Wednesday, August 03, 2016

Spoofing Hillary

I've read in a few places that the Russians may have had Hillary's email password. Doesn't that change the problem a bit? It's not that they could have been reading her emails, it's that they could have been writing and sending emails in her name. Imagine what  they could have told people to do with all the authority of the Secretary of State.

How often do you go through your "sent" folder? How often do you think Hillary did, particularly if she didn't suspect her password was compromised? Not only that, they could have deleted their sent emails as soon as they sent them, removing all but the server log traces of them.
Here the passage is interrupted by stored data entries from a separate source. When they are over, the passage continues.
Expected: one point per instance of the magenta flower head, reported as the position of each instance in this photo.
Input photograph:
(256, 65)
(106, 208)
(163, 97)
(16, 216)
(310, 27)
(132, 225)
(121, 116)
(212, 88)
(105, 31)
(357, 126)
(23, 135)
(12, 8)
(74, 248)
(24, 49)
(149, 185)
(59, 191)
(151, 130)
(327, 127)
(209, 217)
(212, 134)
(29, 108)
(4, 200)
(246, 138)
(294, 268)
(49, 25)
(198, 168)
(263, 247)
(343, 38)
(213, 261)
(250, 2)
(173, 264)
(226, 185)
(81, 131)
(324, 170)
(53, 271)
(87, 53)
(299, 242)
In this day and age where so many things are done via email, how hard would it have been for them to come up with interesting ways to take advantage of their ability to electronically pose as her? Combine a spoof of SecState with a couple of enemy agents in the department and you can execute some really wild schemes against the US.

4 comments:

tom said...

I trust you're familiar with one of the new trends in phishing... attackers compromise the boss' account, learn his writing style, then direct underlings to wire money to strange accounts.

K T Cat said...

No, but I thought of that one while pondering what I would do were I a Russian with her credentials. How about this one: Ask an intel analyst to ship sensitive data to one of your agents over the classified channels? It all seems perfectly normal and legal, but you're funneling data right into their spies. The possibilities are enormous.

tim eisele said...

I think we need to train people with email similarly to the way that we train people with firearms and explosives:

Firearms - The gun is always loaded, treat it accordingly.
Explosives - The composition is always unstable, be prepared for an explosion at any time.
Email - The email is always insecure, anything you send by email is now public, and any email you receive that claims to contain critical information is fraudulent until proven otherwise.

tom said...

Tim, sort of like "never write what you can say, never say what you can imply, etc"?